# Zugriff auf Siemens S7 per libnodave (MPI)



## Anonymous (2 November 2005)

Hallo,

ich versuche per MPI (angeschlossen an eine InterfaceCard CP 5613A2) auf eine Siemens S7 (CPU317-2 PN/DP) zuzugreifen. Wenn ich das richtig verstehe, muss ich einen COM-Port angeben, der mir den Zuriff erlaubt. Gibt es einen Standard-Port, oder wo kann ich diesen einstellen?

Der MPI-Zugriff auf die Steuerung per Simatic funktioniert, doch leider nicht per libnodave. Hat jemand Erfahrung, wie die Parameter für das Testprogramm testMPI gesetzt sein müssen?

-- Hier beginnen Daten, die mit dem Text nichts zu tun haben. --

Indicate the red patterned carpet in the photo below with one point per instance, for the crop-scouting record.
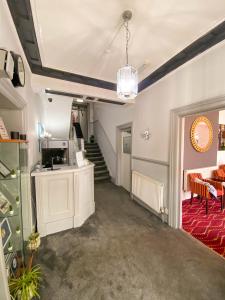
(209, 229)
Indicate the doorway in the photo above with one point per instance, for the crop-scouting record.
(124, 150)
(177, 150)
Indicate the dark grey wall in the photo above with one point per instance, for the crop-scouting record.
(194, 159)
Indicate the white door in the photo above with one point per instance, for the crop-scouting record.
(126, 160)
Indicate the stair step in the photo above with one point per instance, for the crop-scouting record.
(97, 158)
(101, 178)
(99, 162)
(93, 150)
(101, 173)
(90, 145)
(100, 167)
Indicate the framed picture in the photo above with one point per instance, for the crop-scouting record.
(3, 132)
(5, 231)
(4, 170)
(4, 203)
(80, 159)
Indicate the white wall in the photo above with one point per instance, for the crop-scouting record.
(57, 115)
(199, 79)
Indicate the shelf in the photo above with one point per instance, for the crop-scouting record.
(9, 178)
(13, 141)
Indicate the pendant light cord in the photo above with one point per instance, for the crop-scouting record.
(125, 24)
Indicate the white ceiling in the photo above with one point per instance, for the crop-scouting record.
(80, 36)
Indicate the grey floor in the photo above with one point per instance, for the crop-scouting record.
(123, 252)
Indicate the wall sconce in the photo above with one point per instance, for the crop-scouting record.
(146, 135)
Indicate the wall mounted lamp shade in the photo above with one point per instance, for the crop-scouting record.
(127, 83)
(127, 76)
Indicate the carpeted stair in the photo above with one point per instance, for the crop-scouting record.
(93, 153)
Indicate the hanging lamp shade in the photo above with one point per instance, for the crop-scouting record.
(127, 83)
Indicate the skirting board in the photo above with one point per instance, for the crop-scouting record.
(162, 217)
(58, 226)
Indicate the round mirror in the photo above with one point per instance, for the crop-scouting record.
(201, 134)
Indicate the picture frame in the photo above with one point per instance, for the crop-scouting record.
(80, 159)
(4, 170)
(4, 204)
(5, 231)
(3, 132)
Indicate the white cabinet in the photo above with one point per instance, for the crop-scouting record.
(64, 198)
(57, 192)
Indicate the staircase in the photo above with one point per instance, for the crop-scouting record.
(93, 153)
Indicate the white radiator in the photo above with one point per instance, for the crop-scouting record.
(148, 190)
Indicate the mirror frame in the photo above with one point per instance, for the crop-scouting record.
(193, 128)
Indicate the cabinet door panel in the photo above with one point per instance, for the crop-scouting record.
(58, 194)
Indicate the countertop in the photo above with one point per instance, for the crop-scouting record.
(62, 169)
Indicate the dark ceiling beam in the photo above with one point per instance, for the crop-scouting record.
(59, 74)
(202, 44)
(22, 16)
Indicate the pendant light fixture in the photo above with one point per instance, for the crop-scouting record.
(127, 77)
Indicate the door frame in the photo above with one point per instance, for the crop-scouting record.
(119, 129)
(176, 151)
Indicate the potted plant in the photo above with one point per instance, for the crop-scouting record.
(34, 241)
(25, 287)
(92, 139)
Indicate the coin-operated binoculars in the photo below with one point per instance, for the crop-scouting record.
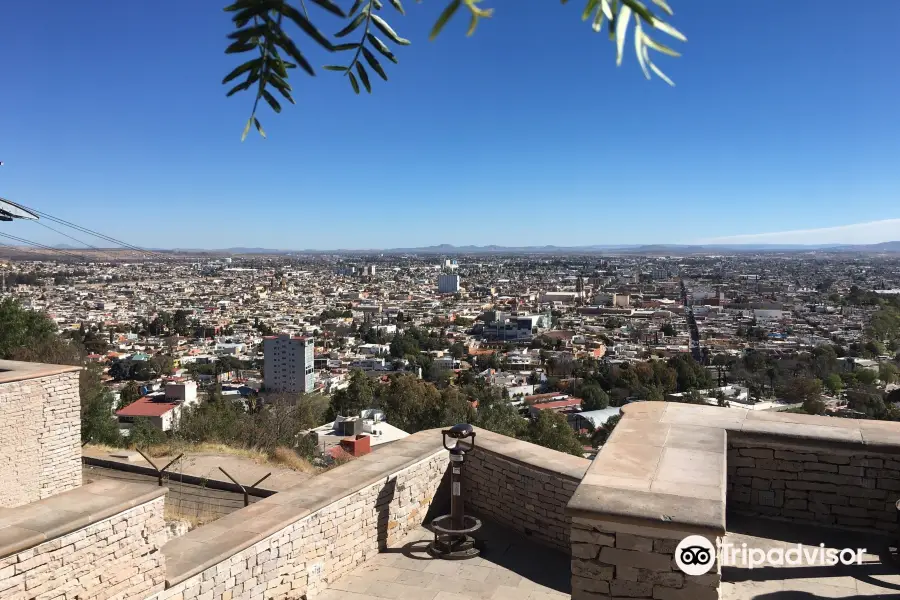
(452, 533)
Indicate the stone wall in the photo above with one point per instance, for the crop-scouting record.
(307, 554)
(618, 560)
(117, 557)
(523, 497)
(40, 436)
(853, 488)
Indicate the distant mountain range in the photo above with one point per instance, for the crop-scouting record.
(450, 249)
(596, 248)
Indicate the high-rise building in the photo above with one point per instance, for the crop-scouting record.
(448, 284)
(289, 364)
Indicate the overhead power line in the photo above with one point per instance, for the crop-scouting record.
(94, 233)
(74, 239)
(50, 248)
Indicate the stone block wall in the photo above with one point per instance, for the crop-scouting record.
(118, 557)
(615, 560)
(826, 486)
(524, 498)
(40, 438)
(302, 558)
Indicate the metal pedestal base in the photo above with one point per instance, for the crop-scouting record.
(454, 544)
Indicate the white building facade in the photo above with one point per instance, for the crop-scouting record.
(289, 364)
(448, 284)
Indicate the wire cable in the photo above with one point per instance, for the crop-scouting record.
(50, 248)
(92, 232)
(74, 239)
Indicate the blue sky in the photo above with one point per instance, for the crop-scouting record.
(783, 119)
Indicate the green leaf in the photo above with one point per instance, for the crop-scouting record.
(621, 30)
(639, 46)
(256, 62)
(364, 77)
(639, 9)
(445, 16)
(279, 84)
(241, 4)
(666, 28)
(473, 23)
(240, 46)
(330, 7)
(659, 47)
(386, 30)
(271, 101)
(353, 25)
(607, 10)
(597, 25)
(239, 88)
(303, 23)
(373, 62)
(354, 8)
(288, 45)
(381, 47)
(662, 4)
(249, 32)
(259, 127)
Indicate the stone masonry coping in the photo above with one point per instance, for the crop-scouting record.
(210, 544)
(532, 455)
(14, 370)
(27, 526)
(664, 465)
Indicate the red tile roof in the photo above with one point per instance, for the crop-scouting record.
(557, 404)
(146, 407)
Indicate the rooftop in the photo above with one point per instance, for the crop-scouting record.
(147, 407)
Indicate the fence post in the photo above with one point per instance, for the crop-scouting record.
(159, 471)
(243, 489)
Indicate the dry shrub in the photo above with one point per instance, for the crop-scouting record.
(286, 457)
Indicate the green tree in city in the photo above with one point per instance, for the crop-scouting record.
(593, 397)
(552, 430)
(834, 384)
(358, 395)
(602, 433)
(143, 434)
(887, 372)
(98, 425)
(130, 392)
(806, 391)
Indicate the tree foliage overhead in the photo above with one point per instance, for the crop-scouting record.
(261, 30)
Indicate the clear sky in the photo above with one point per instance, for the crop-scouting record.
(784, 119)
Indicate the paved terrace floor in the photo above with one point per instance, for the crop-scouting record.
(511, 567)
(876, 577)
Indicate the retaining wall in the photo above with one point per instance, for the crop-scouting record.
(40, 431)
(101, 541)
(523, 486)
(294, 543)
(828, 486)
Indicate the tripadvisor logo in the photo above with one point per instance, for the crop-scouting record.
(695, 555)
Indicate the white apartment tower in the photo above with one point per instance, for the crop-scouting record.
(448, 284)
(289, 364)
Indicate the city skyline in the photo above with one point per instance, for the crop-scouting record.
(482, 140)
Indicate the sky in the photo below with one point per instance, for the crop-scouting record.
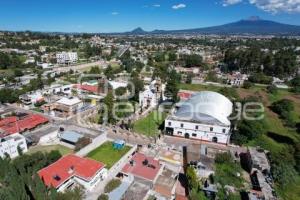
(126, 15)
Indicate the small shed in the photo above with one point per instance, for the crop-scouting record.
(118, 144)
(70, 137)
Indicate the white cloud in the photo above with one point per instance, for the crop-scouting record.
(277, 6)
(272, 6)
(230, 2)
(179, 6)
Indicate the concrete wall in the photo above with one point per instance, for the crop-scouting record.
(49, 138)
(203, 132)
(95, 143)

Vielen Dank im Voraus - Tino Langer


----------



## seeba (2 November 2005)

Tino schrieb:
			
		

> Hallo,
> 
> ich versuche per MPI (angeschlossen an eine InterfaceCard CP 5613A2) auf eine Siemens S7 (CPU317-2 PN/DP) zuzugreifen. Wenn ich das richtig verstehe, muss ich einen COM-Port angeben, der mir den Zuriff erlaubt. Gibt es einen Standard-Port, oder wo kann ich diesen einstellen?
> 
> ...



CP's werden über das S7online Interface angesprochen. Es muss also SIMATIC NET oder eine andere Siemens-Software mit S7-Schnittstelle (natürlich ohne Autorisierierung, da es nur wegen den Treibern installiert wird) installiert sein. Dann kannst du mit der testS7online.exe etwas rumspielen.


----------



## Anonymous (2 November 2005)

Ok, das Programm testS7Online läuft, nur sind die Aussagen schleierhaft. Wie sind diese denn zu interpretieren? Beendet wird die Application mit einem error -128=unexpected fundtion code in answer...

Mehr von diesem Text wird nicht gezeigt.